Thursday, 29 October 2015

Hallowe'en Reads - the Best of British

Everyone in the world, even people Scooby Doo onesies, are recommending ghost stories, so I might as well have a go. As it's a bit late to recommend that you zoom off and buy copies of this or that book, I've decided to link to texts that are readily available online. In some cases there are readings or dramatisations on YouTube. So, click on the title to go to the text.

Algernon Blackwood - 'Ancient Sorceries'

Blackwood's story from the case-book of the psychic detective John Silence is one of my favourite witchcraft tales, and goes way beyond the usual rigmarole. It's a must for cat-lovers and anyone who wants their story to have a sense of place as well as acute characterisation. The American radio version from the series Suspense is good for its time, but watch out for an interesting take on 'Welsh' accents.

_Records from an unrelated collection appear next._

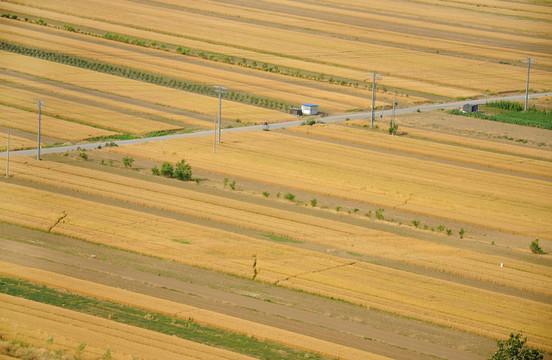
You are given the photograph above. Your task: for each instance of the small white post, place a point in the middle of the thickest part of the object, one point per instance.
(215, 138)
(8, 160)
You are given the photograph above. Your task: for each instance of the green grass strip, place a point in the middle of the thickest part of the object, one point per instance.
(530, 118)
(281, 239)
(143, 76)
(185, 329)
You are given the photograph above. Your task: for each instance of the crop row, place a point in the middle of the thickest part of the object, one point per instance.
(467, 153)
(194, 71)
(144, 76)
(450, 191)
(130, 91)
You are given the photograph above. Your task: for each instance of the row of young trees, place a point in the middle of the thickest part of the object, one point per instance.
(144, 76)
(181, 170)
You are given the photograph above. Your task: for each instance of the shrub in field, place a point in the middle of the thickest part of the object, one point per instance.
(182, 171)
(128, 161)
(506, 105)
(514, 349)
(535, 247)
(393, 128)
(167, 169)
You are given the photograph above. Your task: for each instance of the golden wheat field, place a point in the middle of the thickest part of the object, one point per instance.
(312, 241)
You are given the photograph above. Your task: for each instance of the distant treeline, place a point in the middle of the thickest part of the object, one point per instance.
(144, 76)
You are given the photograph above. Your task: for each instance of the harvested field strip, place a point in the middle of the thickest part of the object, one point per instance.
(309, 66)
(136, 231)
(287, 266)
(137, 90)
(436, 69)
(174, 67)
(451, 192)
(348, 58)
(302, 22)
(436, 301)
(80, 112)
(185, 312)
(451, 152)
(34, 323)
(160, 323)
(134, 74)
(16, 142)
(454, 16)
(284, 223)
(97, 98)
(488, 145)
(28, 121)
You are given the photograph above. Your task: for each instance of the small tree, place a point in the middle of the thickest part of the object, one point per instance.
(166, 169)
(128, 161)
(514, 349)
(535, 247)
(182, 171)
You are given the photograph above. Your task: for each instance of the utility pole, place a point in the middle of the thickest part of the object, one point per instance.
(8, 163)
(527, 84)
(220, 89)
(40, 105)
(373, 97)
(215, 138)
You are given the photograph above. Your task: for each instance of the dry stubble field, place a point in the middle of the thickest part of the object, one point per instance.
(336, 240)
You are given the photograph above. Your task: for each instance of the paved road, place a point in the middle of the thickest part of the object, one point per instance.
(346, 332)
(279, 125)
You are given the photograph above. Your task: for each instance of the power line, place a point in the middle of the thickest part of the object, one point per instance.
(40, 106)
(374, 74)
(220, 89)
(527, 83)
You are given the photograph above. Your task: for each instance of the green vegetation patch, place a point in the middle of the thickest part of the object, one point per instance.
(181, 241)
(281, 239)
(512, 113)
(185, 329)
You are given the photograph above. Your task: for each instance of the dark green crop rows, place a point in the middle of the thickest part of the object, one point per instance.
(144, 76)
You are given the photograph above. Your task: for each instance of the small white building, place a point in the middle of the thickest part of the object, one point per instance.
(309, 109)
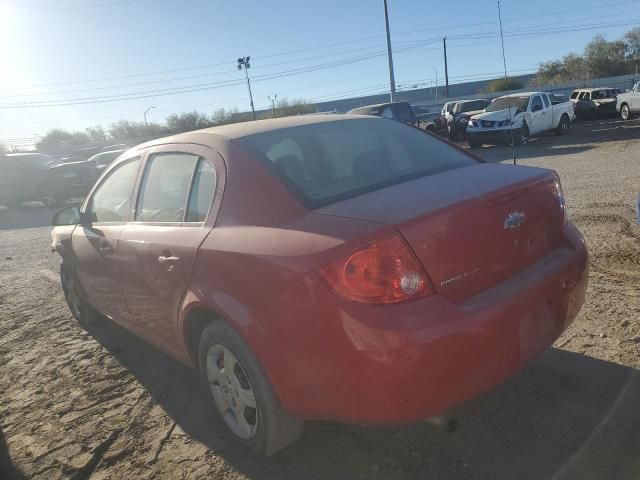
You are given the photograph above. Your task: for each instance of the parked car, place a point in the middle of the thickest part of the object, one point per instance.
(326, 267)
(519, 116)
(628, 103)
(461, 113)
(400, 111)
(447, 111)
(594, 102)
(36, 177)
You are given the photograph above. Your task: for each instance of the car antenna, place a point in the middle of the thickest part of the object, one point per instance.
(506, 85)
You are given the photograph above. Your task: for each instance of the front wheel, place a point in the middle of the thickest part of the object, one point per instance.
(245, 401)
(563, 126)
(625, 112)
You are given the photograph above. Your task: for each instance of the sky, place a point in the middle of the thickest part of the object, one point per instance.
(77, 63)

Arthur Machen - 'The White People'



One of the authors' most disturbing stories because its narrator is an innocent(?) child. As a meditation on spiritual evil it has seldom been equalled, and it's influence on Lovecraft was profound. The abridged reading below is by Rosalie Parker and R.B. Russell of Tartarus Press fame.




Edith Nesbit - 'Man Size in Marble'



A little masterpiece of Edwardian bonkers-ness, a horror story in which a horrific supernatural fate befalls someone who has done nothing wrong - except ignore some very strong hints from the locals. It's a mixture of the traditional Victorian ghost story - a church, a quaint tomb, a country cottage - and the more modern weird tale, in that it's succinct and doesn't pull its punches. The final line has seldom been bettered.


E.F. Benson - 'How Fear Departed from the Long Gallery'

Like the above, this one is replete with nastiness, despite having a happy ending. Some of the imagery is so strong that, style apart, the story wouldn't be out of place in a contemporary horror anthology. This one's not for the squeamish, in fact. 


A.M. Burrage 'Smee'

Burrage was Benson's great rival between the World Wars, as they provided ghost stories to competing magazines. Naturally this led to a certain amount of hackwork, but at his best - as in this tale - Burrage had a sound feel for the bizarre and disturbing. It's also a traditional story about a game of hide-and-seek, though the setting is Christmas, not Hallowe'en!






A beautifully restrained, eerie tale, in which a nameless narrator visits a great cathedral that is - oddly enough - far from any city and dangerously near to a cliff. The old sacristan shows him around, and explains that strange events have made All Hallows a topic of academic debate. What kind of power is at work here, and is it good or evil? The idea is intriguing, the prose is wonderful. This is the ghost story as near-perfect literary art.